Wanita itu tersenyum, memberinya gestur untuk pergi bersamanya ke tempat lain. Inaho ikut di belakangnya tanpa banyak protes. Setelah beberapa saat, mereka berhenti, dan ketika itulah Inaho menyadari mereka sudah masuk ke dalam hutan.

"Nyonya ingin di sini?" biasanya kan perempuan suka tempat yang bersih.

Wanita itu berbalik, lalu memeluk Inaho dengan cepat. Inaho sedikit memerah kala wanita itu mengecup lehernya, tempat sensitifnya. Tangannya berkeliaran menuju kesejatian Inaho, membuat sang pria mendesah.

"Nyo...nyonya..." Inaho tak tahu ternyata wanita ini agresif sekali. Tak mau kalah oleh keadaan, Inaho menjatuhkannya ke tanah dan menindihnya.

BRUKK!

Dan Inaho berkeringat dingin begitu melihat wajah pelanggannya kali ini. Topinya terlempar entah kemana, dan ia mendapati seseorang yang telah ia kenal.

"Slaine? Kenapa kau—"

"—ada di sini? Kenapa kau tak menanyakan itu pada dirimu?"

Inaho tidak mampu bergerak sedikitpun. Terlebih ketika Slaine menodongkan moncong senjata api laras pendek tepat di dada kirinya, —entah dimana dan bagaimana ia menyimpannya.

"Ada kata-kata terakhir, Inaho?"

"Slaine...apa kau bercanda? Ini tidak lucu." tanya Inaho. Kenapa Slaine bisa tahu ia ada di sini? Siapa yang memberitahunya?

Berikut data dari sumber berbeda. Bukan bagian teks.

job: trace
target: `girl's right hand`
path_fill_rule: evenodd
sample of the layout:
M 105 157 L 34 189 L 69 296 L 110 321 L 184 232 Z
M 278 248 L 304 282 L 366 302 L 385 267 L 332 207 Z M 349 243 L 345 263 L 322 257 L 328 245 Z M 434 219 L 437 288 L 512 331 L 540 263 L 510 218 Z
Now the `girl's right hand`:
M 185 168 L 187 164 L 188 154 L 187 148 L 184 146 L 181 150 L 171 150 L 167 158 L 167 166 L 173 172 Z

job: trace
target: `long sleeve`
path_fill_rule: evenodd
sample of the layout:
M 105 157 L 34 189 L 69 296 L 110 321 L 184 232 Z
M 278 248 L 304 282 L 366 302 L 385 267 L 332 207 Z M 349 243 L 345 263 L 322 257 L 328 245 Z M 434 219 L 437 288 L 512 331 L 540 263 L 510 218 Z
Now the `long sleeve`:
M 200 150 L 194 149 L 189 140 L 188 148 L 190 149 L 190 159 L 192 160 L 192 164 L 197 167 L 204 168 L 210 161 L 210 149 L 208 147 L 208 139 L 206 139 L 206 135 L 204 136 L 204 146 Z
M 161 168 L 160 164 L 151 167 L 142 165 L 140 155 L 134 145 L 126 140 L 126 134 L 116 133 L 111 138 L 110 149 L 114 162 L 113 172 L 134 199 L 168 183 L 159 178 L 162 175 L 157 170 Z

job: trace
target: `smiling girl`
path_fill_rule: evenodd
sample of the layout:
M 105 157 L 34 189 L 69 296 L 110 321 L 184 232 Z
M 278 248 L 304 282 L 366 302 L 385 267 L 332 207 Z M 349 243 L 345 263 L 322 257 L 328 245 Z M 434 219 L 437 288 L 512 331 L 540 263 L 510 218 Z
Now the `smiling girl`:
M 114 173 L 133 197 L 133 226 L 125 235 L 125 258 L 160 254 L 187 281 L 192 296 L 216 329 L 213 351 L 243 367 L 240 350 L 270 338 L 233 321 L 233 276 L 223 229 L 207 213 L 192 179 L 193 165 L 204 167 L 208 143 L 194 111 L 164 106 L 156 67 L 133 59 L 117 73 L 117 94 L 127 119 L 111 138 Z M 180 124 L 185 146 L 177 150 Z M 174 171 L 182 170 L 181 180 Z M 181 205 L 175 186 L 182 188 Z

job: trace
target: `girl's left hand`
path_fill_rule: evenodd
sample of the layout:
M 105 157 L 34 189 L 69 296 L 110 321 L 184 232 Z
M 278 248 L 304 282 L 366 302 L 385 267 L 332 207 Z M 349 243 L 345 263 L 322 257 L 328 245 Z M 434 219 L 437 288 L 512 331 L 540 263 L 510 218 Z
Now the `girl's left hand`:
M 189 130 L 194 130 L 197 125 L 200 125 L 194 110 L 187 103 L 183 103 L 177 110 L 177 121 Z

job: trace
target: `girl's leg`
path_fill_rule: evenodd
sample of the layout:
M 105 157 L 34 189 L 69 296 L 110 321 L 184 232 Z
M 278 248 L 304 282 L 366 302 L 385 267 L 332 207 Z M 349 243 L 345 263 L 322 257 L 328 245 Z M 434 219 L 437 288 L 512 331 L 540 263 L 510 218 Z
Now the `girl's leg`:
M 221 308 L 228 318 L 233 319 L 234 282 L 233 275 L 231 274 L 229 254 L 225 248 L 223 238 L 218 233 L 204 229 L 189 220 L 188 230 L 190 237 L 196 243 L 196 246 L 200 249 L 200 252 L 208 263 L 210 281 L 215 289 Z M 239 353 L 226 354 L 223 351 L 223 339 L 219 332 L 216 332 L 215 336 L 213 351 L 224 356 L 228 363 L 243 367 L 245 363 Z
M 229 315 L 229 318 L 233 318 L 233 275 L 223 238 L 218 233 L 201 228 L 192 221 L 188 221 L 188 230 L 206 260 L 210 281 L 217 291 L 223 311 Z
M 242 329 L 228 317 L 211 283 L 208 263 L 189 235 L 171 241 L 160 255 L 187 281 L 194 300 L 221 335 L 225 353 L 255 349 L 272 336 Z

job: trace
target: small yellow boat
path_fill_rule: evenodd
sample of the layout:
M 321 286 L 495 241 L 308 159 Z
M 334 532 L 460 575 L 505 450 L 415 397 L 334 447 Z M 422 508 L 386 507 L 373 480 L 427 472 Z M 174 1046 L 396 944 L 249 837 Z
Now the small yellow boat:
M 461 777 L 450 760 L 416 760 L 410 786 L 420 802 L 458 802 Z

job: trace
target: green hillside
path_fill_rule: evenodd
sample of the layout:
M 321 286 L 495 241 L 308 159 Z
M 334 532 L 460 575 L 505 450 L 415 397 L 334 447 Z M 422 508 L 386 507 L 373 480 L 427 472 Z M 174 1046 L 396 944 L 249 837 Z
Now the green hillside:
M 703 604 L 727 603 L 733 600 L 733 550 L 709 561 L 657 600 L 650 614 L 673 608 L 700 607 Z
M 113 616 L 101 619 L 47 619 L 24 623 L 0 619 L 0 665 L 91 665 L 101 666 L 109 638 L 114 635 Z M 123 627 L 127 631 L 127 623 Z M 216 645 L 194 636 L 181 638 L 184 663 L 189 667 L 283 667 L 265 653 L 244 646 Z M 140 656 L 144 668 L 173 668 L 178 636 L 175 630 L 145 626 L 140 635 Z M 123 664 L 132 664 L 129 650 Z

"Aku membuang semuanya hanya untukmu, tapi ini imbalanmu! Aku tak butuh semua uang itu, Inaho. Aku hanya ingin kau mencintaiku, itu saja!"

"Aku melakukannya untukmu, Slaine. Kau biasa hidup mewah dan aku tidak bisa memberikanmu itu. Aku cuma orang biasa."

Slaine tidak tahu harus tertawa atau menangis ketika mendengarnya.

Dan setelah bertahun-tahun bersama, Inaho terpaku melihat Slaine menangis lagi di depannya. Tapi kali ini ia tak bisa memeluknya seperti waktu itu kemudian menenangkannya, merasa tak berhak sama sekali.

"Aku mempercayai kau dan semua yang kau ucapkan, tapi—" Slaine masih terisak.

"Slaine, aku memang salah, tapi bisakah kita bicarakan ini lagi? Kau menakutkan."

Slaine membalik posisi, menindih Inaho dan mengarahkan ujung pistolnya ke arah kening Inaho. Inaho jujur bahwa ia sedang ketakutan, terlebih saat Slaine justru tersenyum padahal jejak air matanya masih tersisa di pipinya.

"—aku sudah tak bisa lagi bersabar. Bisakah kita buat ini menjadi malam yang mengesankan untuk kita berdua?"

( Slaine mencoba percaya sekali lagi, tapi hatinya terlanjur sakit.)


Hitam —kemarahan, kesedihan, harga diri.